たとえ一時的なものにせよ、外国の音楽産業の侵入をさまたげている功績は認めてやってよいのではなか
ろうか。英国政府はピートルズに勲章を与えた。日本政府には真似のできない度量である。
<問答無用の“騒音集団”>
ところでこのグループ・サウンズ、わが国においてどんな評価を受けたかとなるとさんざんである。奈良市で演奏会場に殺到したファンが秩序を乱して人身事故を起こしたり、東京では商店会の演奏会場からはみ出したファンが、近所の二階へ無断で上り込んで高みの見物をしたり、そんなこんなで悪いのはグループ・サウンズだということになってしまったようだ。
万事に慎重なNHKでは、さっそくグループ・サウンズ締め出しの方針をとった。そしてそれがまた物議をかもした。マスコミも賑やかに書きまくった。だがヤリ玉にあげたのはファンの狂態であり、長い髪のことであり、おかしな衣装のことである。それらの点について微に入り細に入り、至れり尽くせりの報道が行われているので、いまさら繰り返す必要もあるまい。ただ音楽そのものについては、果たしてどんな評価がされたであろう。十パひとからげに“騒音集団”として片づけられたといっていいだろう。エレキの大音響に驚きの声をあげ、それだけで音楽ではなく音響にすぎないと決めつけられてしまったようだ。「サウンドといわずサウンズというのは、楽音でなく雑音だからだ」などという批評もとび出してくる。
要するに彼らの音楽性にかんしては問答無用、そしてそのカッコやファンの反応をめぐって、社会的、風俗的批判が浴びせられたにすぎないのではないだろうか。
<新しい音楽の追及>
そこでわがFMfanは、音楽愛好者である読者の皆さんと、もう少し彼らに音楽的診断をしてやりたいと思う。彼らの弁護人としてジャズ評論家、福田一郎氏にも登場願おう。

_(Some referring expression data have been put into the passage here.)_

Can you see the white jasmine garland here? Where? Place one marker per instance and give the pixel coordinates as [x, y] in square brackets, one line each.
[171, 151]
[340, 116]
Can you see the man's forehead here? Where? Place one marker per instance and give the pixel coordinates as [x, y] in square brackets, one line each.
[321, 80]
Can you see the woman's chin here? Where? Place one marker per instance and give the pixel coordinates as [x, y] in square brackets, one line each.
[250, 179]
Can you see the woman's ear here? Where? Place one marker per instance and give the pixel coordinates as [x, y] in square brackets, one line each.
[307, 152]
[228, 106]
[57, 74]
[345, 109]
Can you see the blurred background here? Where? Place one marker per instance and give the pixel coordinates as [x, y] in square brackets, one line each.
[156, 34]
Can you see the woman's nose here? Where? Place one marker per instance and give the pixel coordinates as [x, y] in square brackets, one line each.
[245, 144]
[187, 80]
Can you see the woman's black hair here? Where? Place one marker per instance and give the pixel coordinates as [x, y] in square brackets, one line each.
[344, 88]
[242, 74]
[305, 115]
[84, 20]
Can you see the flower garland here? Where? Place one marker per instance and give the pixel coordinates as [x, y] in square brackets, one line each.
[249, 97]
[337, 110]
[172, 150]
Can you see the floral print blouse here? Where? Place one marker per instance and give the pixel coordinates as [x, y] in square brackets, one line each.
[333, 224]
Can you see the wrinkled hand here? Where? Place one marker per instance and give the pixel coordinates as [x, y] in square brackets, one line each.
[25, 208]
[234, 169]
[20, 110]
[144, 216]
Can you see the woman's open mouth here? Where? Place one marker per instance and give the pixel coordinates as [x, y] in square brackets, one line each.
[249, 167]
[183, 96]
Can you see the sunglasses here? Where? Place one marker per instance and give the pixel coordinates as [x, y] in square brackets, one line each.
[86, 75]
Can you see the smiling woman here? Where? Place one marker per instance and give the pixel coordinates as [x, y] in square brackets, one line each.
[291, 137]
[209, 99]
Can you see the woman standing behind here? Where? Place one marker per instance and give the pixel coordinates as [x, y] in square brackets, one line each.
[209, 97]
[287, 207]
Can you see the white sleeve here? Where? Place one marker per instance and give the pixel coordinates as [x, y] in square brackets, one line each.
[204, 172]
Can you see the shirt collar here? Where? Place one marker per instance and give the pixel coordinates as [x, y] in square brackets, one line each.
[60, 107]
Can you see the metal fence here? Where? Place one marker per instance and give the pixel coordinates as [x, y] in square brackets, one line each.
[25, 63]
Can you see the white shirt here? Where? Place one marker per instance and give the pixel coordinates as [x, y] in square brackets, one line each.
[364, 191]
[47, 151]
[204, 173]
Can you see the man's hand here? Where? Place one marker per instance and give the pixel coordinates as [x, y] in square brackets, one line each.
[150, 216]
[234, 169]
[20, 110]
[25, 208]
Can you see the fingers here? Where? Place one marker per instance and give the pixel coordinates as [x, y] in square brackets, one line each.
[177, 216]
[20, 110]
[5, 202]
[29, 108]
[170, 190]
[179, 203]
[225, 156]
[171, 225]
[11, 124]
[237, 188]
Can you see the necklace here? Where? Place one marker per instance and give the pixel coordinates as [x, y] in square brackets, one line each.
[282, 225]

「30以上もあるプロ・グループの中には確かにおそまつなものもある。しかしそれでも若い人に受けるのだ。ということは、若い人たちがこの種の音楽をいかに渇望していたかを物語る。村田英雄や三波春夫が“アンチ・グループ・サウンズ宣言”をしてみたって、若い人たちには通じない。波長が違うのだ。米国であるレコード会社の頭のハゲかかった副社長に会ったら、ロックの新曲のテスト盤をかけながら『私はこの音楽にスリルを感じるよ』と熱っぽく語っていた。新しい音楽を追及する姿勢がオトナたちにもちゃんとあるのを知って大変な違いだと思った。もちろん批判はいい。しかし衣装がどうのこうのじゃ話にならない。三波や村田の衣装だって見方によってはひどいものだ」と、まず演歌ファン、オールド・ファン批判から始まり、さらに次のように続ける。

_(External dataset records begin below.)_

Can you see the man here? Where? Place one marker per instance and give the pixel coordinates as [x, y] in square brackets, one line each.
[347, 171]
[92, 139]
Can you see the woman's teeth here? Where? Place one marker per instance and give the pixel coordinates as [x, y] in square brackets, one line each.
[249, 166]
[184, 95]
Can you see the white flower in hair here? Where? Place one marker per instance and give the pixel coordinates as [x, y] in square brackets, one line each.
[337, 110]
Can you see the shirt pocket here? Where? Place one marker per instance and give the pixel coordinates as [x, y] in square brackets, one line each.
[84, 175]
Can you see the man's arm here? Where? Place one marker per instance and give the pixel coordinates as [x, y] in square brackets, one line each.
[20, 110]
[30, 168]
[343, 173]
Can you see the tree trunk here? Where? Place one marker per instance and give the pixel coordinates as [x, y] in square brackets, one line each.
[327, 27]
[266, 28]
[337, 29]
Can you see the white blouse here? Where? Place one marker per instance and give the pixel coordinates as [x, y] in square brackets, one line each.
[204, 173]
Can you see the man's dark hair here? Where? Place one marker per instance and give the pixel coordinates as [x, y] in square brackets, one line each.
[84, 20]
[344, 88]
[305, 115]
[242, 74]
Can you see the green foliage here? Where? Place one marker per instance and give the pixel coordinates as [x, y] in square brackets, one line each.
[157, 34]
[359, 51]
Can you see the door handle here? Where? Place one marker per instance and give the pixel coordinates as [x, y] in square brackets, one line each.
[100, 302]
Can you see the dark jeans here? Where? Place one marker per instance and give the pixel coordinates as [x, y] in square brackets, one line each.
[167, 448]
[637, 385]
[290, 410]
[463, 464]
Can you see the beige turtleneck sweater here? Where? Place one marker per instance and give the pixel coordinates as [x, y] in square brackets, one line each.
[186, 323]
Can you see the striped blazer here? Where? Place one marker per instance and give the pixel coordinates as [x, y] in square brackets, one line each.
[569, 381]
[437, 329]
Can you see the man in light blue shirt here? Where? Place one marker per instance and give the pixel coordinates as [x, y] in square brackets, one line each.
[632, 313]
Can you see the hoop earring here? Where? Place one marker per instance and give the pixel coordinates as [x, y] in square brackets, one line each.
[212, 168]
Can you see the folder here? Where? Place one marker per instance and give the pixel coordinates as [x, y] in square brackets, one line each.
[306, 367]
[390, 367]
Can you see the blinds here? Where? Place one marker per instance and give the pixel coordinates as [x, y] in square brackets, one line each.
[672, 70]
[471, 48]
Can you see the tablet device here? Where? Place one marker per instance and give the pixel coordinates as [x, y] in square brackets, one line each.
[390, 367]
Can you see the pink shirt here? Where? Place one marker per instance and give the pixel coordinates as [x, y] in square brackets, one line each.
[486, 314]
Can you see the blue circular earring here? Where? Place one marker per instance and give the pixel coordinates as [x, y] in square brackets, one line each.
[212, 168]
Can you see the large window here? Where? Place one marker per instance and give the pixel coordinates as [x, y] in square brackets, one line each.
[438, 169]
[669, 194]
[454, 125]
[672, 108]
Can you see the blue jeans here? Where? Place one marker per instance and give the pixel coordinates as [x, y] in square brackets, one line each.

「音楽は若い人たちによっていつも改革されていく。しかし日本ではそれが遅れた。『ぼくらの音楽はだれも書いてくれない。だからぼくらは自分たちで音楽を作る』と彼らはいう。創作をする彼らは立派にアーチストだ。これはたいへんな進歩だと思う。末しょう的な事柄で彼らをつぶしてしまうような批判は正しくない」
<メロディーが乗った>
ロカビリーからグループ・サウンズまで、ずっと若者たちの流行音楽を演出してきた渡辺プロ社長渡辺晋氏の言いぶんも聞いてみた。「このごろのグループ・サウンズはロカビリーと違ってお茶の間にはいってますね。それからレコードが売れている。これはロカビリー時代には全くなかったことです。見て楽しむという反面に聞いても楽しめるものだという立派な証拠でしょう。ブル・コメの『ブルー・シャトウ』なんか傑作だと思いますよ。それからロカビリー時代の連中よりずっとマジメですよ。へんなウワサを立てるようなヤツはいないでしょう。これはわれわれの努力として認めてほしいのですがねえ…」
レコードも売れることについては前も書いたが、ではなぜ売れるか。渡辺氏はことばを続ける。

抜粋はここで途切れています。